In this notebook, we will be applying <a href=https://en.wikipedia.org/wiki/Multilayer_perceptron>multilayer perceptron</a>
algorithm to classify number from 0 - 9 by using only linear layers. <a href=https://en.wikipedia.org/wiki/MNIST_database>MNIST
dataset</a> will be implemented throughout this hands-on. <br>

Let's import the library that we want to use.

At the end of the notebook you will be able to:
* Know how to use the MNIST dataset.
* Classify the numbers in the MNIST dataset.
* Understand how to work with the multilayer perceptron that use linear layers only.

In [None]:
import numpy as np
import os

import torch
import torchvision
import torch.nn as nn
import torch.optim as optim
import torch.nn.functional as F
from torchvision import transforms, datasets
from torchvision.utils import make_grid
from torch.utils.data import DataLoader

import time
from torch.utils.tensorboard import SummaryWriter
%load_ext tensorboard
import matplotlib.pyplot as plt
%matplotlib inline

The first step is to download and perform transformation to our dataset.

In [None]:
# Downloading and loading data... download may take some time
train_set = torchvision.datasets.MNIST(
    root='../datasets',
    train=True,
    download=True,
    transform=transforms.Compose([transforms.ToTensor()])
)
test_set = torchvision.datasets.MNIST(
    root='../datasets',
    train=False,
    download=True,
    transform=transforms.Compose([transforms.ToTensor()])
)

In [None]:
# Show the first result of training set
print(train_set[0])

From the first record, it returns a two-item tuple. The first item of our data is an image, and the second item is a label. In our dataset, it shows the first label is 5. Next, let see the size of our first record.

In [None]:
# Show the size and label for our first record data
image, label = train_set[0]
print("Shape : {}, Label : {}".format(image.shape, label))

In [None]:
# Show the first image of trainset
plt.imshow(train_set[0][0].reshape(28, 28), cmap='gray')
plt.show()

# DataLoader

Use `DataLoader` to load the dataset, so that the dataset is iterable. Batch size is configured here too.

In [None]:
torch.manual_seed(123)  # For consistent results
train_loader = DataLoader(dataset=train_set, batch_size=100, shuffle=True)
test_loader = DataLoader(dataset=test_set, batch_size=100, shuffle=False)

# Put loader into dictionary
dataloaders = {'train': train_loader, 'test': test_loader}

It's important to have a balanced dataset to prevent overfitting during model training.

In [None]:
# Count each label
total = 0
count_dict = {0: 0, 1: 0, 2: 0, 3: 0, 4: 0, 5: 0, 6: 0, 7: 0, 8: 0, 9: 0}

for data in train_loader:
    image, label = data
    for y in label:
        count_dict[int(y)] += 1
        total += 1

print(count_dict)

In [None]:
# Percentage of each label
for i in count_dict:
    print("{} : {:.2f} % ".format(i, count_dict[i]/total*100))

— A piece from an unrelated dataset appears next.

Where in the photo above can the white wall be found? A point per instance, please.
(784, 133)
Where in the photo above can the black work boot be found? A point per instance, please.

It seems that our dataset is quite balanced. Next, let's view the first 10 images from `train_loader`.

In [None]:
np.set_printoptions(formatter={'int': (lambda x: f'{x:4}')})  # Widen the array

# Grab the first batch of image
for images, labels in train_loader:
    break

# Print the first 10 labels
print('Labels: ', labels[:10].numpy())

# Print the first 10 images
im = make_grid(images[:10], nrow=10)
plt.figure(figsize=(10, 6))
plt.imshow(np.transpose(im, (1, 2, 0)))  # tranpose from CHW to WHC
plt.show()

# Model Development

**Set Up Hyperparameter**<br>
Here, we know that our images are in 28x28 size. So, we need to flatten it into 784 (28x28) to fit into the model. This
784 will be the number of inputs in the model. The number of outputs is 10 because we want to classify 10 labels
(0, 1, 2, 3, 4, 5, 6, 7, 8, 9). <br>
Other than that, hyperparameters required are the number of epoch and learning rate.

In [None]:
# Set up hyperparameter
epochs = 10
num_input = 784  # 28x28
num_output = 10
lr_rate = 0.001

We will be using log_softmax as the activation function in the output layer. This part is **skipped** because we will be
using Cross-Entropy Loss as our loss function. As stated in <a href=https://pytorch.org/docs/stable/nn.html#crossentropyloss>
`torch.nn.CrossEntropyLoss()`</a> documentation. This ***criterion*** will combine `nn.LogSoftmax()` and `nn.NLLLoss()`
in one single class.

In [None]:
class MultiLayerPerceptron(nn.Module):
    def __init__(self):
        super().__init__()
        self.fc1 = nn.Linear(num_input, 164)
        self.fc2 = nn.Linear(164, 100)
        self.fc3 = nn.Linear(100, num_output)

    def forward(self, x):
        x = F.relu(self.fc1(x))
        x = F.relu(self.fc2(x))
        x = self.fc3(x)
        return x
        # Apply log_softmax in output layer (skip this part)
        # return F.log_softmax(x, dim = 1)

In [None]:
# Initialize model
model = MultiLayerPerceptron()
model

# Model Parameters

These few layers have been implemented into our model :
1. nn.Linear(784,164)
2. nn.ReLU()
3. nn.Linear(164,100)
4. nn.ReLU()
5. nn.Linear(100,10)

In [None]:
# Calculate total model parameters
sum = 0
for param in model.parameters():
    item = param.numel()
    print(f'{item:>6}')
    sum = sum + item
print(f'-------\n{sum}')

The sum of the model parameters is **146250**. Here you can see that we use a **large number of parameters** while in CNN,
fewer parameters will be used to reduce computation power.

# Flatten Image
Let's see the batch tensor of our training data. This batch tensor have a batch of [100,1,28,28]. In order to apply our
model to data, use `.view()` to flatten the size into [100, 784].

In [None]:
# Load first batch and print shape
for images, labels in train_loader:
    print('Batch shape (before flatten):', images.size(), labels.shape)
    break

# Flatten image
print('After flatten image :', images.view(-1, 784).size())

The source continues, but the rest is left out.